Porsche is open to turning every model it sells into an EV, bar the 911, which CEO Oliver Blume said last fall would never be a pure electric car.
“When we do a fully electric car it has to be designed purpose built for electro mobility, like the Taycan,” he said. “I’m not a fan of doing everything in one car because our vehicles are high performance and to achieve that with multi-purpose powertrains it is not possible.”
2020 Porsche Cayenne Coupe
The upcoming Taycan, and further derivatives like the Taycan Cross Turismo, is based on a dedicated EV platform code-named the J1. The platform will also be used by Audi for the production version of its e-tron GT concept due in 2020.

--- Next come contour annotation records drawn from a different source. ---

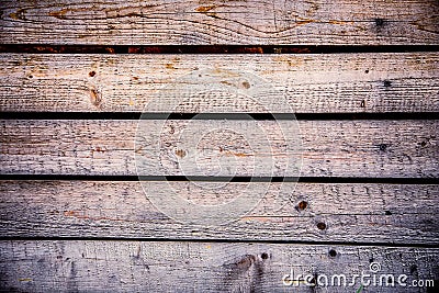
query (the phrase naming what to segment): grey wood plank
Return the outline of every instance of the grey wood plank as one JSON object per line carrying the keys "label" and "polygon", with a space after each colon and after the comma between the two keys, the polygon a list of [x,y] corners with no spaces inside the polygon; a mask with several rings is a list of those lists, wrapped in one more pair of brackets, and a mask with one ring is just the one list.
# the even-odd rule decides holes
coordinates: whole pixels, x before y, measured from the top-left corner
{"label": "grey wood plank", "polygon": [[[439,111],[438,53],[329,55],[0,54],[0,110],[12,112]],[[212,79],[194,75],[212,70]],[[271,91],[255,94],[251,75]],[[190,78],[190,75],[194,75]],[[189,77],[188,77],[189,75]],[[236,76],[238,75],[238,76]],[[205,94],[198,84],[218,83]],[[247,82],[247,83],[244,83]],[[248,84],[246,89],[243,87]],[[251,83],[251,84],[250,84]],[[261,86],[261,87],[262,87]],[[198,99],[178,92],[198,88]],[[239,99],[226,90],[240,90]],[[246,95],[247,94],[247,95]],[[181,98],[176,102],[176,95]],[[145,109],[160,98],[160,109]],[[285,103],[280,103],[280,98]],[[272,105],[269,110],[264,105]]]}
{"label": "grey wood plank", "polygon": [[[216,206],[246,190],[266,192],[235,221],[212,226],[212,213],[190,225],[149,201],[170,196],[169,187]],[[439,244],[436,184],[7,180],[0,194],[0,235],[9,237]]]}
{"label": "grey wood plank", "polygon": [[0,125],[2,173],[439,176],[436,120],[3,120]]}
{"label": "grey wood plank", "polygon": [[[353,274],[368,273],[364,292],[429,292],[439,278],[434,248],[46,240],[0,241],[0,256],[2,291],[20,292],[358,292]],[[371,262],[381,270],[371,272]],[[286,286],[291,272],[320,285]],[[331,285],[336,274],[346,275],[346,286],[338,279]],[[380,278],[396,284],[380,285]],[[415,280],[432,283],[412,286]]]}
{"label": "grey wood plank", "polygon": [[438,44],[438,2],[2,1],[0,42],[200,45]]}

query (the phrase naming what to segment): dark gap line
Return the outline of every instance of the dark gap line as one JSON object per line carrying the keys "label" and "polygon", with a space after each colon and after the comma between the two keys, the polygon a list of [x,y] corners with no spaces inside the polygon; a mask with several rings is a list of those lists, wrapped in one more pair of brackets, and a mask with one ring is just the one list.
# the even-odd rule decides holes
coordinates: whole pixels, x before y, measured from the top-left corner
{"label": "dark gap line", "polygon": [[1,120],[439,120],[439,112],[382,113],[140,113],[0,112]]}
{"label": "dark gap line", "polygon": [[211,182],[301,182],[301,183],[390,183],[439,184],[439,178],[371,177],[210,177],[210,176],[83,176],[83,174],[0,174],[0,180],[26,181],[211,181]]}
{"label": "dark gap line", "polygon": [[263,239],[200,239],[200,238],[123,238],[123,237],[63,237],[63,236],[1,236],[0,241],[142,241],[142,243],[217,243],[217,244],[291,244],[291,245],[309,245],[309,246],[365,246],[365,247],[414,247],[414,248],[438,248],[439,243],[430,244],[412,244],[412,243],[368,243],[368,241],[311,241],[311,240],[263,240]]}
{"label": "dark gap line", "polygon": [[0,45],[0,53],[32,54],[346,54],[437,50],[439,45]]}

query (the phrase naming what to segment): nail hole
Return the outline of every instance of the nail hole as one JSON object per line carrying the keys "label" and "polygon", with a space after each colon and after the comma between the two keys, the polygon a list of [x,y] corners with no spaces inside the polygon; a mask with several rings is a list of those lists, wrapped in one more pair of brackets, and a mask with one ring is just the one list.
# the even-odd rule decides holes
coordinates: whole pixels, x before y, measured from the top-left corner
{"label": "nail hole", "polygon": [[329,257],[335,258],[337,256],[337,251],[334,249],[329,250]]}
{"label": "nail hole", "polygon": [[301,201],[301,202],[297,204],[297,209],[299,209],[300,211],[305,210],[307,206],[308,206],[308,203],[307,203],[306,201]]}
{"label": "nail hole", "polygon": [[392,82],[390,80],[384,80],[384,87],[389,88],[392,86]]}
{"label": "nail hole", "polygon": [[376,26],[382,26],[384,24],[384,20],[383,19],[375,19],[375,24],[376,24]]}
{"label": "nail hole", "polygon": [[176,150],[176,155],[179,156],[180,158],[184,158],[185,157],[185,150],[177,149]]}
{"label": "nail hole", "polygon": [[381,145],[379,145],[379,147],[380,147],[380,150],[383,150],[383,151],[387,149],[386,144],[381,144]]}

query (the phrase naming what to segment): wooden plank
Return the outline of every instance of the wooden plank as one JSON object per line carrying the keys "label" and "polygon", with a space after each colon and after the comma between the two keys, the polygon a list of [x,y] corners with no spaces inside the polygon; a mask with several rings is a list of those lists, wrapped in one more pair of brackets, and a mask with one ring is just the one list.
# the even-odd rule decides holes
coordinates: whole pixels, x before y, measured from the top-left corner
{"label": "wooden plank", "polygon": [[[356,292],[361,280],[357,277],[352,282],[353,274],[369,274],[363,279],[370,281],[368,291],[419,292],[437,286],[439,278],[439,250],[434,248],[0,241],[0,255],[2,288],[13,292],[311,292],[313,289]],[[374,272],[371,263],[380,266],[381,270]],[[302,282],[286,286],[282,278],[291,272],[312,274],[319,285],[309,288]],[[345,286],[339,285],[337,279],[331,281],[335,274],[346,275]],[[407,277],[399,279],[406,286],[398,283],[402,274]],[[386,285],[384,281],[380,285],[380,278],[393,278],[395,285]],[[429,282],[430,288],[416,288],[414,280],[432,282]]]}
{"label": "wooden plank", "polygon": [[438,177],[438,123],[7,120],[0,161],[26,174]]}
{"label": "wooden plank", "polygon": [[[207,225],[212,213],[194,226],[148,200],[170,188],[200,205],[266,192],[229,224]],[[439,244],[434,184],[0,181],[0,234],[11,237]]]}
{"label": "wooden plank", "polygon": [[12,44],[438,44],[436,0],[2,1]]}
{"label": "wooden plank", "polygon": [[[258,113],[267,112],[261,108],[264,104],[277,113],[437,112],[438,57],[438,53],[0,54],[0,111],[142,112],[160,97],[161,108],[156,111],[161,112]],[[216,82],[223,91],[181,99],[176,106],[176,92],[200,88],[206,81],[190,75],[205,70],[214,72],[209,83]],[[255,95],[255,81],[247,81],[248,72],[272,91]],[[249,88],[241,87],[243,82]],[[226,93],[227,89],[241,91],[239,102]],[[285,103],[279,102],[280,97]]]}

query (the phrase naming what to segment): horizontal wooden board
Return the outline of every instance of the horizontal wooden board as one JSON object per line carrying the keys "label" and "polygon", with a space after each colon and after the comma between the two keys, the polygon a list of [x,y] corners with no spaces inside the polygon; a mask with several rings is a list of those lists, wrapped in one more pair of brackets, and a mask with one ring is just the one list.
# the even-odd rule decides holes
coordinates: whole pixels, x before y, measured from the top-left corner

And Porsche's next EV, a redesigned Macan due in 2021, will be based on a dedicated EV platform code-named the PPE. It means there won't be any hybrid or gasoline-only versions of the next Macan, though in a separate interview with Autocar Blume said both generations will be sold side by side for the first two or three years, as some markets won't have adequate infrastructure for charging. A similar strategy could be in store for the Cayenne, assuming there is sufficient demand for an electric version of Porsche's bigger SUV.
The accelerated growth in demand for EVs in the premium sector has caught many automakers by surprise, including Porsche. Only recently the automaker was predicting that half its lineup could be electrified (hybrids and EVs) by 2025, but now it's openly stating that half the lineup could be made up of cars running solely on electric power by that date.